Vuol sapere se è vero che abbiamo presentato delle offerte alla minoranza e ci diffida a non fare accordi…

Non troviamo difficoltà a soddisfare il desiderio di Cacciapuoti, abbastanza sorpresi di saperlo questa volta a corto di notizie da parte del suo amico Giovanni Di Meglio.

E’ vero, che convenimmo io ed il predetto avv. Di Meglio in casa del comm. Antonio Castagna, Segretario detta Zona D.C. ».

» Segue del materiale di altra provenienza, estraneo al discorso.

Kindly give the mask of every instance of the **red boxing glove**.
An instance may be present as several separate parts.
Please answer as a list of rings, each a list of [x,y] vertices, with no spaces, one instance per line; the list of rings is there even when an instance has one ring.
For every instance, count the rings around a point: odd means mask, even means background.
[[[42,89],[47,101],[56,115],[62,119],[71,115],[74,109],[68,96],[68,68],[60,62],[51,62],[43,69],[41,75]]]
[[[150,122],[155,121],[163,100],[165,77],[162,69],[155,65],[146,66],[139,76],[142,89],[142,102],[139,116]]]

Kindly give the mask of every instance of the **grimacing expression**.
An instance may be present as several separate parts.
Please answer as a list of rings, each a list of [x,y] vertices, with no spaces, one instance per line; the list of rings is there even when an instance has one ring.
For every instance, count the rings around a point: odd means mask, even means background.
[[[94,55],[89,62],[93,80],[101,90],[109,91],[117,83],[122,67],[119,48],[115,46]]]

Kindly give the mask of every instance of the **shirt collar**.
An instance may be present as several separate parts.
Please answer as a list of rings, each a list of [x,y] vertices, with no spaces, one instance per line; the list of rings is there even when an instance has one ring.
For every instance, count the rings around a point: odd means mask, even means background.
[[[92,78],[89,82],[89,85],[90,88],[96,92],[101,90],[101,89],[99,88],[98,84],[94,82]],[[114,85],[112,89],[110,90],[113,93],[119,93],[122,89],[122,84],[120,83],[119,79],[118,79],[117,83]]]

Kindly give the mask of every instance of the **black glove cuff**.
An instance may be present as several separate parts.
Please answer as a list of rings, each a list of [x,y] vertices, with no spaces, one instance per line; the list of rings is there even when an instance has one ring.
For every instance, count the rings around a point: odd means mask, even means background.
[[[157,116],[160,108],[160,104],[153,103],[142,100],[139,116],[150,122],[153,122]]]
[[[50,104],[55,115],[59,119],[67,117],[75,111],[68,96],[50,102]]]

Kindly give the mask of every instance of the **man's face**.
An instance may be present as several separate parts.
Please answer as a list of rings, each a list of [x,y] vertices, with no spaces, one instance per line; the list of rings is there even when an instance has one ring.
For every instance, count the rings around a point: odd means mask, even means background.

« Né io invitai l’avv. Di Meglio, né costui invitò me; dunque, qualcun’altro ci convoco entrambi. Perché? E’ abbastanza comprensibile : essendovi democristiani negli opposti raggruppamenti, il Partito può avere interesse a ristabilire un clima di concordia e di convivenza pacifica, anche nella nuova Amministrazione.

Vi furono all’uopo delle proposte.

Da parte dell’avv. Di Meglio: il Sindaco, dalla minoranza!…

Da parte mia: un immediato, ovvio, rifiuto; con la contemporanea proposta di una Giunta paritetica. Un’offerta onesta, la mia, seria, democratica e generosa.

Contrariamente a quanto fin qui praticato a Barano, è forse altrove, io resto del parere che le minoranze debbano aver voce anche nelle Giunte; a condizione che sia sempre rispettato il rapporto di numero, e cioè la volontà espressa dal popolo.

Sennonché, a distanza di giorni, anche questa mia proposta venne respinta. Ecco tutto.

Credo di avere così risposto alle domande di Cacciapuoti, profittando, della vostra visita cortese. Non mi resta che scusarmi, per non avervi dato neppure l’occasione di rivolgermi delle domande. L’intervista? la rimandiamo ad un prossimo incontro; e -se vi piacerà di pubblicare quanto vi ho esposto- vi ringrazio dell’ospitalità.